Levantamentos da Confederação Nacional dos Trabalhadores do Ramo Financeiro apontam que a expansão da “saidinha bancária” ocorre descontroladamente no Brasil. Dados publicados em 2014 demonstram que 62,5% das mortes advindas dos assaltos envolvendo bancos originaram-se desta modalidade de roubo, significando assustador acréscimo de clientes dentre as vítimas.

Essa situação alarmante, segundo as estatísticas, deve-se ao fato de os bancos realizarem baixos investimentos na segurança das agências. Todavia, o Código de Defesa do Consumidor estabelece a relação banco-cliente, a princípio, como típica relação de consumo. Assim, é dever do banco oferecer a devida segurança na prestação dos seus serviços.

E implica em grave violação do direito à segurança do consumidor a omissão de instituição financeira que, mesmo sabedora dos altos riscos da atividade que empreende, não providencia meios a evitar que terceiros tenham acesso visual de valores sacados por clientes. Em tais casos, evidencia-se o chamado “defeito” na prestação do serviço bancário. E a responsabilização civil pelo defeito – que tem como propósito proteger a integridade pessoal e patrimonial do consumidor – determinará para o banco o dever de indenização por danos materiais e morais.

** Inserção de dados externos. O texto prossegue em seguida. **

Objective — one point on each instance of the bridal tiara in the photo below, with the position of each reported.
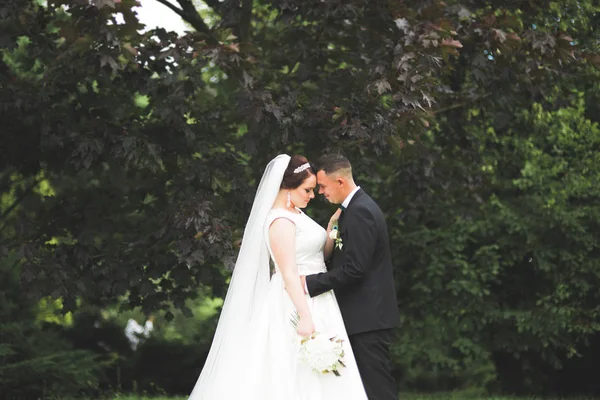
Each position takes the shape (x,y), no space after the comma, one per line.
(302,168)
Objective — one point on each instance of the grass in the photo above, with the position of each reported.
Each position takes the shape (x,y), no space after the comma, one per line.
(403,396)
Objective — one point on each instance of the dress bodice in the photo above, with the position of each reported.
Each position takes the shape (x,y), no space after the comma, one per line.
(310,241)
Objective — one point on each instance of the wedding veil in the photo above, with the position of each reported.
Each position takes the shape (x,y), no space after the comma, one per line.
(245,297)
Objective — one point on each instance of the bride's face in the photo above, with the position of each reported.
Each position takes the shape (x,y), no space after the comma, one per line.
(303,194)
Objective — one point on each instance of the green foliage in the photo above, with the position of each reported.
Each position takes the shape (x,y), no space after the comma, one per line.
(128,164)
(35,361)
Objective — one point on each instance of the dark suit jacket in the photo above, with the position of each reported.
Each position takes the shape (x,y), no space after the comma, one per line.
(361,272)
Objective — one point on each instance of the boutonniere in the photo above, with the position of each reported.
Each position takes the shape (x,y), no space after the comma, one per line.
(336,236)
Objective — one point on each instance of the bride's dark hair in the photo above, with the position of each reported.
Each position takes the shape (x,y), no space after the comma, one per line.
(296,173)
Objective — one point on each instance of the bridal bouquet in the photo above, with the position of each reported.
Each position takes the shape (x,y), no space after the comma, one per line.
(321,352)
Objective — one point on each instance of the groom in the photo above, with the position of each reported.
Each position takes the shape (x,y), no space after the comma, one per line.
(360,273)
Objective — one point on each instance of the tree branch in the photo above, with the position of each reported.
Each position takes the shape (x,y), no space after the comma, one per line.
(215,5)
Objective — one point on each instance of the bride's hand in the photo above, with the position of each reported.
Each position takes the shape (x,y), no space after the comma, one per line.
(305,327)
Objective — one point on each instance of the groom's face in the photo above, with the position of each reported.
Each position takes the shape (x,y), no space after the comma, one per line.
(329,187)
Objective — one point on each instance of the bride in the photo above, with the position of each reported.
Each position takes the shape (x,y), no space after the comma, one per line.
(254,351)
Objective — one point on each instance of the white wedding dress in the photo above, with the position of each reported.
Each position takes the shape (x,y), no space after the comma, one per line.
(254,353)
(291,379)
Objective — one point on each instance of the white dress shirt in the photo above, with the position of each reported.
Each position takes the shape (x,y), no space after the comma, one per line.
(350,196)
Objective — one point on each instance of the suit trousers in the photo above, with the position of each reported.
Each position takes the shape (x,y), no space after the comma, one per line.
(372,353)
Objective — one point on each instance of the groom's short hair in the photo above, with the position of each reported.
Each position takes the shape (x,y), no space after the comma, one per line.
(334,163)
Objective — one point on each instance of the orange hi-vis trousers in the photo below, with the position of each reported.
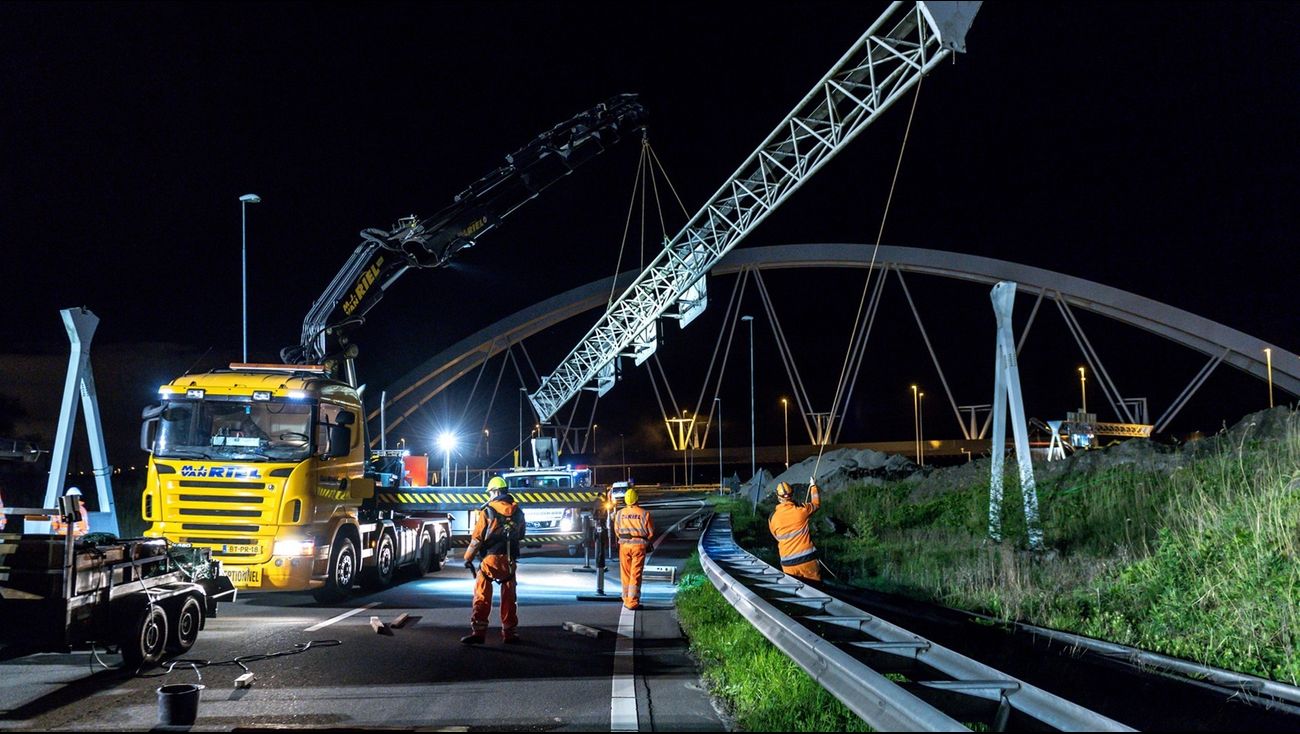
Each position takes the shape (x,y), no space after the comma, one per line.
(632,563)
(495,568)
(807,570)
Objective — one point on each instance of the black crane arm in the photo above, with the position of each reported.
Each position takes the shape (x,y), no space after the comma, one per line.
(385,255)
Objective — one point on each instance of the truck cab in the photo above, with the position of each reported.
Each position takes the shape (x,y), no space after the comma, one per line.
(267,465)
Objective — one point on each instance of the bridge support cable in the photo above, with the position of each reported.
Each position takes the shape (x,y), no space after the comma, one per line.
(1006,394)
(1162,422)
(783,347)
(859,355)
(902,44)
(934,357)
(1093,359)
(492,402)
(729,320)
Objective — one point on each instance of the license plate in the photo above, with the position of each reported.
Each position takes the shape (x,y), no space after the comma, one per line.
(243,576)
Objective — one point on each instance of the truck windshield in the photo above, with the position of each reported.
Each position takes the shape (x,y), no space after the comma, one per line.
(234,430)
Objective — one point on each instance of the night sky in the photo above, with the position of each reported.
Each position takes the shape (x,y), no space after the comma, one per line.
(1149,147)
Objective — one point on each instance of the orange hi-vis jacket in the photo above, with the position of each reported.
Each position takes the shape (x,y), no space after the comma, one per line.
(489,537)
(633,525)
(789,525)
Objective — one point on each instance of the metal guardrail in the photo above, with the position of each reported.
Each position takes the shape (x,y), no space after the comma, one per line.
(852,655)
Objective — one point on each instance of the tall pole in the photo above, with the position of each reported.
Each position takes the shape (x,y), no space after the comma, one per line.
(915,421)
(785,409)
(1083,390)
(719,443)
(753,463)
(243,259)
(921,425)
(1268,355)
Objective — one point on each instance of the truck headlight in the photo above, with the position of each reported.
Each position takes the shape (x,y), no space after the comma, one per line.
(294,547)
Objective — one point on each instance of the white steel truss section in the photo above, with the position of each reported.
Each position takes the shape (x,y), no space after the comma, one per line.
(902,46)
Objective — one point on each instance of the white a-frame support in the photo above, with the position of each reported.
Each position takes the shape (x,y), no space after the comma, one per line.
(81,325)
(1006,386)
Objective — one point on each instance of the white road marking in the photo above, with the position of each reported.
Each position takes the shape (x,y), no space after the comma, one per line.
(623,696)
(343,616)
(623,691)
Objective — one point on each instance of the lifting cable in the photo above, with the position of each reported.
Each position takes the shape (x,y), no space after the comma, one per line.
(884,217)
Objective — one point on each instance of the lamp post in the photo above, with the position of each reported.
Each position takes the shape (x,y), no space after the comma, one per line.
(446,442)
(915,420)
(785,411)
(243,259)
(1268,355)
(719,400)
(1083,390)
(753,464)
(921,425)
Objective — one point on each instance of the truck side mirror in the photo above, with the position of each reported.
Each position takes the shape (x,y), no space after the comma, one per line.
(151,415)
(339,441)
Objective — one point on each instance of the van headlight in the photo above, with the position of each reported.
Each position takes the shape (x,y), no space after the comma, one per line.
(294,547)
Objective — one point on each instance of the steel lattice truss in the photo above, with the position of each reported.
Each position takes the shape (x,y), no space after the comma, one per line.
(888,60)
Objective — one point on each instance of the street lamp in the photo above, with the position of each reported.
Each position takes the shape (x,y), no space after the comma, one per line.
(1268,355)
(785,409)
(921,426)
(446,442)
(753,464)
(915,420)
(1083,390)
(719,400)
(243,257)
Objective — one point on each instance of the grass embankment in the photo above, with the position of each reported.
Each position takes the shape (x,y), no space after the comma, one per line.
(1199,561)
(762,687)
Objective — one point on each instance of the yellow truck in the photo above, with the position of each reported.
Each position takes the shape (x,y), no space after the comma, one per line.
(265,465)
(269,465)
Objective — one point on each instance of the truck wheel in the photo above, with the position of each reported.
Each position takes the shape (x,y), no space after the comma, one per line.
(185,625)
(342,572)
(380,576)
(424,556)
(143,638)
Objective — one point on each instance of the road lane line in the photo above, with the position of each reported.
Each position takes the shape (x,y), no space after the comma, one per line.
(343,616)
(623,695)
(623,690)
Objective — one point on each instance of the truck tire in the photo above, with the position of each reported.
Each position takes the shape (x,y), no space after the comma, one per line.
(185,625)
(380,576)
(341,573)
(425,556)
(142,637)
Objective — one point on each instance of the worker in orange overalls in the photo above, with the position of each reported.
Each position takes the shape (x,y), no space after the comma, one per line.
(633,528)
(789,525)
(498,529)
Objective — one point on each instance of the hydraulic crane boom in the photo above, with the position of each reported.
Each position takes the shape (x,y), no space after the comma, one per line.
(385,255)
(904,44)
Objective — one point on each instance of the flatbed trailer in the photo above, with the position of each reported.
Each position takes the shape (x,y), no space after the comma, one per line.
(146,596)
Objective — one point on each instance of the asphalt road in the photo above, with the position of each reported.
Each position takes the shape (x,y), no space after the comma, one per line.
(416,677)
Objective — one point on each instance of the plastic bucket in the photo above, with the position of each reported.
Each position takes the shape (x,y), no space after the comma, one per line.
(178,704)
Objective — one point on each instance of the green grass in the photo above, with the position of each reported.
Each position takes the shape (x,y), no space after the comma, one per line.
(1200,561)
(761,687)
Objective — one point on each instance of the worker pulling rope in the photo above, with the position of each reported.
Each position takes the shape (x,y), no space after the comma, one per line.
(880,233)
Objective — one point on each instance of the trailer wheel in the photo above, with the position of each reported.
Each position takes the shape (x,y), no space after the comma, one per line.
(380,576)
(342,572)
(143,638)
(185,626)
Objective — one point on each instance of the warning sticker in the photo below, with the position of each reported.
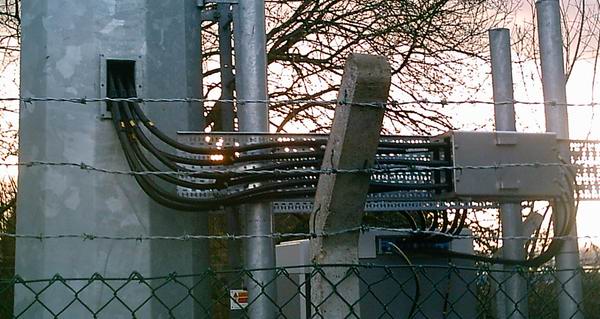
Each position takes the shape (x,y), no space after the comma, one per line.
(238,299)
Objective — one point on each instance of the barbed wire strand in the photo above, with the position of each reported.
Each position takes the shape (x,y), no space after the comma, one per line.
(277,235)
(415,168)
(441,102)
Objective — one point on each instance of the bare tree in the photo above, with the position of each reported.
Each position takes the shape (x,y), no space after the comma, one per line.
(433,46)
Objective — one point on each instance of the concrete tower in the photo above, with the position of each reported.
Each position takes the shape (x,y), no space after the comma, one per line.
(67,47)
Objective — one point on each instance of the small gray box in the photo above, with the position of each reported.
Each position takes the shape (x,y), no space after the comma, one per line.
(505,148)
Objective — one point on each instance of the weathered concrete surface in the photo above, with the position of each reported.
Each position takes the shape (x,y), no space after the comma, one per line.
(61,47)
(340,198)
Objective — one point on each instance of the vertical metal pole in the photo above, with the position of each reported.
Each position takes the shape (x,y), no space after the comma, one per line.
(226,64)
(251,85)
(554,81)
(514,287)
(226,124)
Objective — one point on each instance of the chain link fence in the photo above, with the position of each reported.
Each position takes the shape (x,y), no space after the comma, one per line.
(391,291)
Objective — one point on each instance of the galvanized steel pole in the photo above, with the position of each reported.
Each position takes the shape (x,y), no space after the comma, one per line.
(251,84)
(554,82)
(515,286)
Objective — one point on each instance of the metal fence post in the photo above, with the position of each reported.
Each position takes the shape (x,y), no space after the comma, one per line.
(514,287)
(554,83)
(251,85)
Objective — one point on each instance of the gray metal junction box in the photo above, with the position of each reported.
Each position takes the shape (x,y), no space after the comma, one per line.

Portanto, se restar demonstrado que o dano à vítima da saidinha bancária ocorreu, necessariamente, por conta da falha na segurança interna da agência, se imporá ao banco o dever de reparação. Ou seja, diante de um caso concreto deve-se indagar: a “saidinha” teria acontecido se o banco tivesse, efetivamente, observado o dever de zelar pela segurança do cliente? Se a resposta for “NÃO”, o banco deverá ser responsabilizado para que indenize o consumidor, pois, constata-se o nexo causal entre a falha bancária e o dano sofrido pela vítima.

Importa informar ainda: na maioria das vezes, mesmo nos casos de saidinhas bancárias consumadas fora das dependências dos estabelecimentos bancários, será possível a responsabilização objetiva dos bancos à indenização pelos danos comprovados.

Resumindo: nos casos de “saidinha bancária”, acontecidos nas circunstâncias aqui narradas, aconselha-se ao consumidor vítima do roubo que consulte um advogado de sua confiança, a fim de fazer valer o seu direito, verificando, assim, a possibilidade do imediato ajuizamento de Ação Indenizatória em face do banco envolvido. Afinal, a Justiça é para todos!